Our hot sauce operation is a fledgling operation. The sauces were honed in my kitchen and now we make sauce in a rented commercial kitchen. The hundreds of pounds of peppers from Driftless Organics come in and my partner and I cook them into delectable condiments. Once the peppers are gone, we'll be done until next year. We're shooting for a couple of thousand bottles this first year and are raising funds and taking pre-orders for this year's sauces on Kickstarter.
Our line up of sauces is designed to have a common theme of backing flavors and we make 5 sauces of varying levels of heat by mixing different pepper species. We were inspired by the warnings and signs posted in laboratories we have worked in and designed our sauces and branding to look like a color coded warning scale but for spiciness. Our most popular sauce is the middle of our line-up, the #3 DIRE sauce on the heat scale. It is a bit hotter than original Tabasco but with a lot of flavor. I use it on almost everything. DIRE is made with red savinas and they do shine through the backing spices.
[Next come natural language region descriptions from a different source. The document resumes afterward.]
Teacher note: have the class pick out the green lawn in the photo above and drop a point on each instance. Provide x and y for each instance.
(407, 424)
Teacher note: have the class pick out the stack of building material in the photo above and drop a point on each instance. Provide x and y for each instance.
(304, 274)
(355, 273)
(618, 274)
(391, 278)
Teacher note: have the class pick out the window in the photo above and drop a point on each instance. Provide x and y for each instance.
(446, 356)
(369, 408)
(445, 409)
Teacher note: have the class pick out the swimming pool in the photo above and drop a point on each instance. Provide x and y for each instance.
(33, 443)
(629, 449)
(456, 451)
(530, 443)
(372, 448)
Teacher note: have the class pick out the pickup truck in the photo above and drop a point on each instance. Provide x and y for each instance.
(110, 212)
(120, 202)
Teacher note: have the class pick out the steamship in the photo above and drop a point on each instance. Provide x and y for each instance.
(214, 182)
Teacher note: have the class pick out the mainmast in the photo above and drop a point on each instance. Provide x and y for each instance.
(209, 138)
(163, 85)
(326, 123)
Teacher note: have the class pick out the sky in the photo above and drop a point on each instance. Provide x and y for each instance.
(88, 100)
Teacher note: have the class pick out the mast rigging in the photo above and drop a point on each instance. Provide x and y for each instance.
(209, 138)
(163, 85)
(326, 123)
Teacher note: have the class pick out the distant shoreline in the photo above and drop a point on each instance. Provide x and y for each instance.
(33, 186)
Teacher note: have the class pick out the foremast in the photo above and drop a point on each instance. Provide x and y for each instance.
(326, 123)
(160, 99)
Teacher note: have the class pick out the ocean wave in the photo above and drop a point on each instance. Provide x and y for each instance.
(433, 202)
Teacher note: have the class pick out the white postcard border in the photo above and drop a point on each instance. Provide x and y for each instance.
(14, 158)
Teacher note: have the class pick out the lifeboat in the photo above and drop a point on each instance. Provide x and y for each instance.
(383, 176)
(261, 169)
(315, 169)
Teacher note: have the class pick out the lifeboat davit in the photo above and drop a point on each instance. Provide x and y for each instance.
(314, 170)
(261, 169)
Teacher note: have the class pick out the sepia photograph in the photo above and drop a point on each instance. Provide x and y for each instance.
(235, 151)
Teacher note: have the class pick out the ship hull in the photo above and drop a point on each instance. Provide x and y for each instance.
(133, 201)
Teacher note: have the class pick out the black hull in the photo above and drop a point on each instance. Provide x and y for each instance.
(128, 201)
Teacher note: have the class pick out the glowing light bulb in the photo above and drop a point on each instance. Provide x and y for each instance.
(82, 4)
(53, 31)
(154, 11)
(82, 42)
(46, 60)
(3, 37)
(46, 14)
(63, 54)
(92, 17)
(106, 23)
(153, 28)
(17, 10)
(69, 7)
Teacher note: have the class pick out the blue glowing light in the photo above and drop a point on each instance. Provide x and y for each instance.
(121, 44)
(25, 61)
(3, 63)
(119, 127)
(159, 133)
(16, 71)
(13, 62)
Chili Peppers in Minnesota
We're new to the industry, but I can share with aspiring hot pepper growers out there that you can grow hot peppers anywhere. I got started using pots on a patio and moved up to the "earthtainer" design which really kicked up our yields. I put the pepper plants along the south side of the house along the driveway, garage, alley, anywhere that has room for the containers. The peppers do great, even in Minnesota.